What are the Benefits of Having a Support System When in Recovery?

If you’ve read this article up until now, then it is obvious that having an addiction recovery support system during the holidays can be beneficial to you. What exactly are the positive advantages of having and utilizing a special circle of support?

  • Having positive people in your life can’t be a bad thing, right? Positivity brings more positivity.
    • “Keep away from people who try to belittle your ambitions. Small people always do that, but the really great make you feel that you, too can become great.” Mark Twain
  • Finding a positive peer group or support group with people who have “been there, done that” and can help you feel seen and heard. “People [in these groups can] offer their experiences, strengths, and hopes to peers, which allows for natural evolution of personal growth, wellness promotion, and recovery,” (gov).
  • Having a support system can allow you to voice your struggles and frustrations to people who are (hopefully) non-judgemental, caring, and are legit there for you no matter what.
  • These are people you can go to when you need a lifeline. Feeling an urge? Call or visit someone within your circle. Are the pressures of the holidays and trying to stay sober really getting to you? Gather your tribe together and discuss your coping strategies; hanging out with one of them may just be that strategy you need.
  • Having someone who can participate alongside you during treatment team meetings and who fully understands your treatment goals is important to your recovery.

Is your support system scarce or not what you need it to be?

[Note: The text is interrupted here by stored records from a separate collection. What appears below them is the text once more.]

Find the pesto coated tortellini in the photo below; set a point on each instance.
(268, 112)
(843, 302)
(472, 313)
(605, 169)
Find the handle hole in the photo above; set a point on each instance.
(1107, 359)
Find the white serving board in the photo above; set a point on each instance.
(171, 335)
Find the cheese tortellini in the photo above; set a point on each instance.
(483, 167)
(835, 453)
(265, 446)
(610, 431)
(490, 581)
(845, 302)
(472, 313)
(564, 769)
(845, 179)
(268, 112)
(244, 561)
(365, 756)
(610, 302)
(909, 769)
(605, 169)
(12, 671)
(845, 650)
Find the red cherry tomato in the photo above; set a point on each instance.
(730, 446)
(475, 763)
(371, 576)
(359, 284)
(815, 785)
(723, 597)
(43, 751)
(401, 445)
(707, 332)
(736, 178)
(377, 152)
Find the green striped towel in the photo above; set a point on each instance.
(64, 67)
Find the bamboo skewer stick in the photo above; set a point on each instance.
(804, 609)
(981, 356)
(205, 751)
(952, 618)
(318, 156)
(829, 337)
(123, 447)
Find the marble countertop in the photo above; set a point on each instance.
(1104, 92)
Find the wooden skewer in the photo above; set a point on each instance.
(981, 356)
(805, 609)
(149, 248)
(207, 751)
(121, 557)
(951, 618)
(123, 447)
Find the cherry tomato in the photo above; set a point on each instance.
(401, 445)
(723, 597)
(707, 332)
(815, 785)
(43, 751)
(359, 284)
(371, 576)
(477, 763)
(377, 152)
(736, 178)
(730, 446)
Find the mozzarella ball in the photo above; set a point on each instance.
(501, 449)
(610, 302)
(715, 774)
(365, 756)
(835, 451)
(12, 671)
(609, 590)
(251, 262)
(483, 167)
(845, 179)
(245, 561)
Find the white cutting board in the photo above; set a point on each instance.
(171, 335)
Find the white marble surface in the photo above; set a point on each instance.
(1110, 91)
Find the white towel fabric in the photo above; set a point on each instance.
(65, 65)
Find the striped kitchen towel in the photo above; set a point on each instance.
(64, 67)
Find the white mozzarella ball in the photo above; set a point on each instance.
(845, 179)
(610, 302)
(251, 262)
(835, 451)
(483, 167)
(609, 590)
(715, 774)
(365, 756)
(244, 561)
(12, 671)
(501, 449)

Use these tips from the American Psychological Association to help build and strengthen your support network:

  • Reach out to family and friends. Simply saying hello or offering to help with a task can spark conversation.
  • Use technology. Connect with people far away via email, text messaging or video calls.
  • Connect with people who share your interests. Join a club, volunteer at a local organization or take a class. This may help you meet people who share your likes and interests.
  • Look for peer support groups. If you are facing a personal challenge, consider joining a peer support group to help take care of your mental health and connect with people who are facing something similar.
  • Ask for help. Reach out to your local library, place of worship, or community center to learn more about local events you may want to attend or groups you may want to join.

Rock your recovery and stay sober over the holidays; but don’t do it all alone. Know that there are people out there that care about you and want to support you. Choosing and using your support system is worth it!